Thursday 7 May 2015

Missing Words for the World



Words slip away, disused.
In forgotten hollows in the hills,
Names for land or the shapes of land
Discolour and decay.

There is a silence which
Disconnects the tongue and its understanding;
Without knowledge the eyes in turn, fail.
Rain or mist, falls like ignorance.

Were there ever words?
For how grassland slopes to a river;
For the rattled light of sun through pinewood;
For the high leaning ground on its bedrock.

If so, no-one speaks them now.
Bird song is a whisper;
Grass stems arch under the wind's dumbness;
Incoherent water ripples over stones.

So are our senses diminished.
Our mouths, desensitized and numb,
Have nothing to say.

Nothing to mark the changing light
As noon hustles the day away from morning;
Nothing for the cleft rock shadows;
Nor for the fern it hides,
Nor its fragments
Shattered on a chill night
Lying frost-kicked and broken.

We built this silence for ourselves,
With our doors and shelters.
The world is roofed and windowed.
What is outside can no longer enter
Our nests of wires and shadowed corners
Where the secrets we have come to treasure rest.

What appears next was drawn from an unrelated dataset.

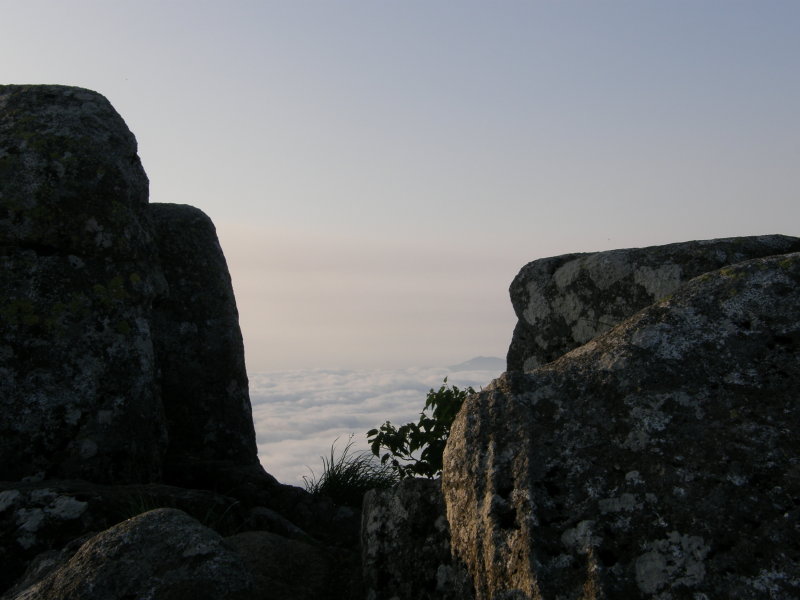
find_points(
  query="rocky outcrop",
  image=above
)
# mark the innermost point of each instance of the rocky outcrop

Our ears are dull; all sound is muffled now.
Our eyes are glazed and we see through the barrier panes
With something less than sight.
A false spectrum plays in our vision:
Colours, abstractions, shifting patterns,
A flickering, frame-by-frame illusion.

We embrace the world, second-hand.
Seeing, hearing, touching;
First, we name the ways
Then, stifled in our overheated rooms,
With our creature-comforts and all their trappings,
We sit or lie back, dreaming.

Beyond glass screen and curtain, just beyond,
Where there is weather and time passing,
Our words now run as dry as desert
In whose sparse stone canyons we see nothing
Shapes and shimmering haze
Nothing of importance
Nothing we could name.

© BH 2015


The Oxford dictionary has removed words such as 'acorn' and 'catkin' in favour of words like 'broadband' and 'megabyte'. We name the things we see, of course. We forget how we no longer see the things we do not name.

Piece by piece the world shrinks. In our pursuit of ever-present everything, our electronic and immediate universe becomes apparently real but farther off than ever.

I share the sadness at the loss of words for land, place and landscape, the more so when we believe we know more and more about the world as it trickles into our devices. We forget the filters and the manipulation between us and it. 

We need all the words we can use. Not as a definition of reality. (All reality is virtual, isn't it?) But as a way to understand it; and it's reflection in us.

Now, we need to remember, when the word for world is a download just a click away and the world itself a flicker on a screen near you, we still need to physically move in it. Meaning is there in a way beyond wiki. Meaning binds us to the world. Shades of meeaning make us understand it.